24 (3) Aufgrund der bereits seit Geburt bestehenden rechtlichen Vaterschaft
ist die Anerkennung durch einen anderen Mann nach § 1594 Abs. 2 BGB
versperrt. Eine Anerkennung der Vaterschaft wird mithin erst nach
Beseitigung der rechtlichen Vaterschaft möglich.
25 Dabei ist auf die Anerkennung im vorliegenden Fall gemäß Art. 19 Abs. 1
Satz 1 und 2 EGBGB das deutsche Recht anzuwenden, weil sowohl der
gewöhnliche Aufenthalt des Kindes als auch die Staatsangehörigkeit des
Beteiligten zu 4 zur Anwendbarkeit des deutschen Rechts führen.
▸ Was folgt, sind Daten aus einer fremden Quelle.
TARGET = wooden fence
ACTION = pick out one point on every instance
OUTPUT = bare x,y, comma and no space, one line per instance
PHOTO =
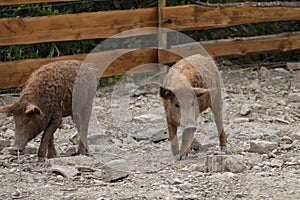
15,31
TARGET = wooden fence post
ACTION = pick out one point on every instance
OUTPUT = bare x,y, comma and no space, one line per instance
162,41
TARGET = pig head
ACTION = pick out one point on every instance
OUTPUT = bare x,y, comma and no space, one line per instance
189,88
29,121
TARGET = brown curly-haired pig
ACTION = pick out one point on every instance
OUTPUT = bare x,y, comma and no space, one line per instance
191,86
53,91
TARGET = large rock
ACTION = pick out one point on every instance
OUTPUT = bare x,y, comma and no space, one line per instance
262,147
294,97
225,163
4,143
115,170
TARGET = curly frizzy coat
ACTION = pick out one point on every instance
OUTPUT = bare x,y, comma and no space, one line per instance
47,97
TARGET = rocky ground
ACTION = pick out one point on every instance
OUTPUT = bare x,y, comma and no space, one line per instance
131,159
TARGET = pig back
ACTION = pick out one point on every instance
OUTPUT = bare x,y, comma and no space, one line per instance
196,71
50,87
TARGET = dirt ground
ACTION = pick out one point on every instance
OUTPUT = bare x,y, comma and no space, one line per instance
262,115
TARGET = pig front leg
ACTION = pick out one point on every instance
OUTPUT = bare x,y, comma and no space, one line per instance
47,142
173,138
186,144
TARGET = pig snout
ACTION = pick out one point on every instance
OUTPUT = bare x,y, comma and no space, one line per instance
191,128
20,143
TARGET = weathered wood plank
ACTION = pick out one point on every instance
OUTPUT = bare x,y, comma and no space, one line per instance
16,2
107,24
15,73
74,26
204,16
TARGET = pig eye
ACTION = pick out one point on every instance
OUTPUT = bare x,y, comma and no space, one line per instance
177,105
26,121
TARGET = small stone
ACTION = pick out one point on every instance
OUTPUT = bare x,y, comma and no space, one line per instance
74,138
185,186
10,151
161,135
241,120
66,171
4,143
281,102
276,163
281,70
245,110
288,163
286,146
295,136
287,139
9,133
149,118
294,97
177,181
225,163
66,126
262,147
256,168
115,170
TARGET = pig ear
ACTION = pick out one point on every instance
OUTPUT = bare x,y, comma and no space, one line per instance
7,109
31,108
165,93
200,91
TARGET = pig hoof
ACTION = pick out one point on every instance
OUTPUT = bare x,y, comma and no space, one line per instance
180,157
223,148
41,159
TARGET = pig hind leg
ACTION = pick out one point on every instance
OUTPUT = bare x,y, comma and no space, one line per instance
82,124
173,138
217,112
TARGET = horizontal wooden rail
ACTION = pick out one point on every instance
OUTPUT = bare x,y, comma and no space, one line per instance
205,16
16,2
15,73
68,27
74,26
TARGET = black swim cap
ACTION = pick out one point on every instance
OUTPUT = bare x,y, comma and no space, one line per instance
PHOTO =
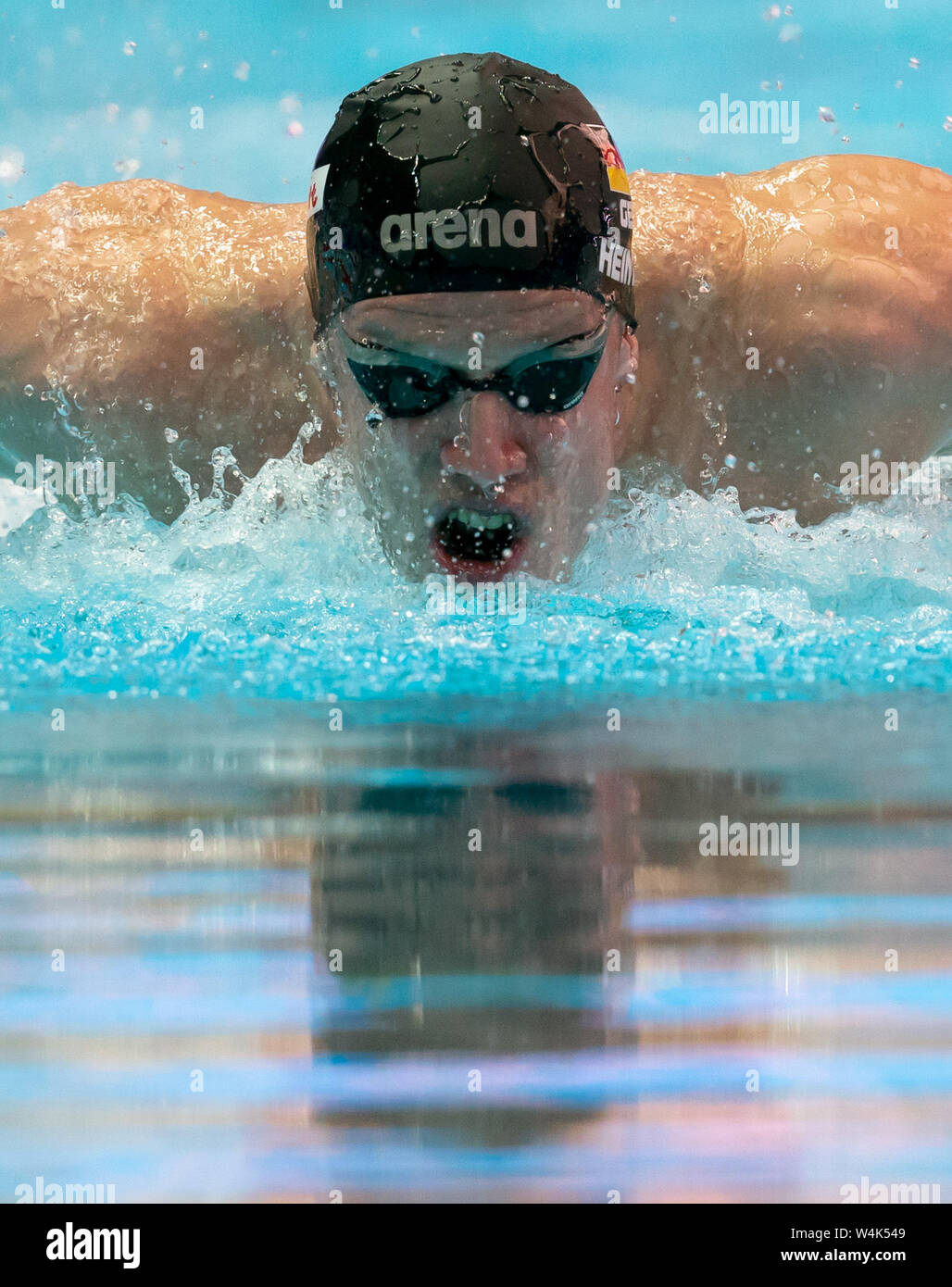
467,172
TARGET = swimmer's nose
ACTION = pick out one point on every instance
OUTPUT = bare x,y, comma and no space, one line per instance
484,448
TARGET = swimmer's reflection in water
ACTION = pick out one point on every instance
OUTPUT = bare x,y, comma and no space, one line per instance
507,951
475,293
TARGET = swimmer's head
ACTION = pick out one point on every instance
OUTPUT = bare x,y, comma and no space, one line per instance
467,172
470,269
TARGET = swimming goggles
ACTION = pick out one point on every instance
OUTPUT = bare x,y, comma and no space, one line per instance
541,382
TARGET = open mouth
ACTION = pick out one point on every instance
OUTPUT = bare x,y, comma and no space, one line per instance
484,540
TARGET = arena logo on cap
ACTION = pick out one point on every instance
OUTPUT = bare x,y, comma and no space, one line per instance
618,179
450,230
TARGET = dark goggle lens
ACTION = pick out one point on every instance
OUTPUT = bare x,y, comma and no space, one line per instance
549,386
402,390
538,389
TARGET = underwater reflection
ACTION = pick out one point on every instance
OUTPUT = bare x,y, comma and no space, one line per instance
471,943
26 Die rechtliche Vaterschaft des Beteiligten zu 5 führt dazu, dass
die seitens des Beteiligten zu 4 erklärte Anerkennung nach § 1594 Abs. 2 BGB
unwirksam ist (vgl. Dutta StAZ 2016, 200, 201). Ob etwas anderes
gelten könnte, wenn die auf die Anerkennung anwendbare Rechtsordnung im
Unterschied zum deutschen Recht eine Anerkennungssperre nicht vorsieht und
das ausländische Recht der Anerkennung eine die Vaterschaftsvermutung des
Ehemanns verdrängende Wirkung zumisst (vgl. Hepting/Dutta Familie und
Personenstand 2. Aufl. Rn. V-201 ff.), oder ob auch auf eine solche Folge
vorrangig Art. 20 EGBGB anzuwenden ist, braucht hier nicht entschieden zu
werden.
27 (4) Das Beschwerdegericht ist daher zutreffend davon ausgegangen,
dass auf den Zeitpunkt der Geburt abzustellen ist und zu diesem Zeitpunkt
allein das Personalstatut des Beteiligten zu 5 eine Vaterschaftszuordnung
ergibt. Bezüglich der Anwendung des polnischen Rechts sind im
Rechtsbeschwerdeverfahren keine Beanstandungen erhoben worden. Das
Beschwerdegericht hat eine etwaige im polnischen Recht enthaltene
Rückverweisung im Ergebnis zutreffend dahingestellt sein lassen, weil eine
solche mit dem Ergebnis der Vaterlosigkeit dem Sinn der alternativen
Anknüpfung in Art. 19 EGBGB zuwider liefe (vgl. OLG Celle 2011,
1518, 1520; OLG Hamm FamRZ 2009, 126; OLG Nürnberg FamRZ 2005, 1697;
MünchKommBGB/Helms 6. Aufl. Art. 19 EGBGB Rn. 29 mwN; Palandt/Thorn BGB 76.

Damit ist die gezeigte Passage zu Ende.